What Genki Robotics Has Revealed So Far

Stealth means the honest inventory is short.

Genki describes itself as building humanoid systems for public safety, urban maintenance, and other mission-driven settings, the kind of hazardous, unglamorous work that is hard to staff and dangerous to do. Its stated approach combines physical AI with resilient hardware and dexterous end-effectors, robots meant to handle unpredictable real-world environments rather than lab performance. The company says its aim is to speed the integration of intelligent humanoids into society and to augment human capability across work and service.

The name fits the pitch. Genki means vibrant or healthy in Japanese and Rubin has signalled he wants machines that move with something closer to life than the careful shuffle of a demo unit. Given his long-documented interest in legged locomotion, dynamic mobility is a reasonable guess at the emphasis.

That is most of what is confirmed.

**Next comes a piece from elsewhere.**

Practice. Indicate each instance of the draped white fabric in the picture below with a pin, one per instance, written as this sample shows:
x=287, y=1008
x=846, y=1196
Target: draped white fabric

Reports place a team being assembled in Tokyo and early prototypes in development. There is no public benchmark, no disclosed deployment, and no revenue. Everything else is inference.

A Billion Dollars, Yet No Visible Robot

Here is the part that deserves a clear eye.

Genki raised a roughly $50 million seed in 2025, led by Andreessen Horowitz. Less than a year later, in April 2026, it closed a Series A at an approximate one-billion-dollar valuation. The cap table is unusually strong for a company at this stage: Andreessen Horowitz, DCM, AMD, Incubate Fund, and X&. AMD is the strategically interesting name, given how GPU-hungry Physical AI is.

A unicorn valuation before a product is visible is interesting. The Information described the humanoid space Genki sits in as "red-hot and frothy," and this round is a clean example of why. The valuation seems underwritten by a founder's track record and by a sector that capital is currently racing to get into.

Is Genki Building a Robot or a Robotics Platform?

Genki’s thesis is that Japan is one of the few places where the full robotics stack already exists: precision hardware, mechatronics talent, industrial partners, suppliers, and a demographic need that makes automation urgent rather than optional.

The Android analogy is the real clue. Rubin did not win mobile by building every phone himself. Android sat in the middle of the market: useful to OEMs that needed an operating system, attractive to application providers that needed distribution, and powerful because it made both sides better off.

If Rubin is applying that strategy to robotics, Genki may not be trying to build only a humanoid. It may be trying to build the platform layer between Japanese hardware makers, AI/application providers, and the organizations that will deploy robots in the real world. That is a bigger ambition than launching one machine, and a harder one to prove. The next eighteen months need to show whether Genki has a robot, or the beginnings of an ecosystem others have reason to build around.